A chi è consigliato il consumo e a chi potrebbe invece essere sconsigliato? “Avere un tenore di ferro così alto”, spiega Ghiselli, “fa sì che nei pazienti anemici sia sufficiente consumare meno carne per ottenere lo stesso apporto di ferro. Non è invece sconsigliata a nessuno se non in base alle ipersensibilità individuali. Come ci sono gli allergici alla carne di mucca, possono essercene anche a quella di cavallo, anche se a me non è mai giunta all’orecchio un’allergia di questo tipo”. Il che però non deve stupire perché, “il consumo è tutto sommato poco frequente e di solito si è allergici a quello che si consuma di più”. Quanto all’apporto proteico, è paragonabile a quello delle altre carni: “una ventina di grammi di proteine ogni 100 grammi di carne, come tutti i muscoli.

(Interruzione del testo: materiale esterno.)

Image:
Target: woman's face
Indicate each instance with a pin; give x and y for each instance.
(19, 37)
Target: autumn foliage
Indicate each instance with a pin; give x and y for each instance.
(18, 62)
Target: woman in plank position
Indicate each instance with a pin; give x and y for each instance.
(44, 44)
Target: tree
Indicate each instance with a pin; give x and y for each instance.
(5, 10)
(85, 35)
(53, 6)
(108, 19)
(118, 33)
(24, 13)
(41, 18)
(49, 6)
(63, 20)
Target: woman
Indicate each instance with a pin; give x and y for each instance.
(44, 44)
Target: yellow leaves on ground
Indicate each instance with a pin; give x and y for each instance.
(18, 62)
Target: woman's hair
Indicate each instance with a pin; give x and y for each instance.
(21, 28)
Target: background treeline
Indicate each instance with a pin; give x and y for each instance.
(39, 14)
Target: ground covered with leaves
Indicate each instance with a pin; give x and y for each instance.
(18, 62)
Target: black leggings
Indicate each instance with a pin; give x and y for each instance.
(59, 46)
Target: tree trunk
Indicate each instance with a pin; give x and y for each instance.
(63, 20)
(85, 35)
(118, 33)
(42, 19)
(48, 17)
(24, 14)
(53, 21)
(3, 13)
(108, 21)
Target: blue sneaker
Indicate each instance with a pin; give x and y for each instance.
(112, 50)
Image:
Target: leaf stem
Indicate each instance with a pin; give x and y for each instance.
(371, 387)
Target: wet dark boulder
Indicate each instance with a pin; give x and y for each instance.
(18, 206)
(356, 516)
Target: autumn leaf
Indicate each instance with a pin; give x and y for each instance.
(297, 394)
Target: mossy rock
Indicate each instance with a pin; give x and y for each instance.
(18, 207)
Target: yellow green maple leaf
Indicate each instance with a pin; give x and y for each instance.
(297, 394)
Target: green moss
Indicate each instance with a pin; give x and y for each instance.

Le proteine della carne di cavallo sono appena meno digeribili di quelle del bovino. Infine per quel che riguarda le vitamine, contiene soprattutto quelle del gruppo B”. Insomma, conclude il nutrizionista, “nella varietà della dieta il consumo di carne di cavallo si inserisce perfettamente”. A patto però di sapere da dove proviene. A fare male è ad esempio la carne dei cavalli anziani utilizzati per le corse, poiché contiene sostanze tossiche legate a quelle dopanti somministrategli durante l’attività agonistica. A fine carriera li si manda tristemente al macello, per sfruttarli fino all’ultimo.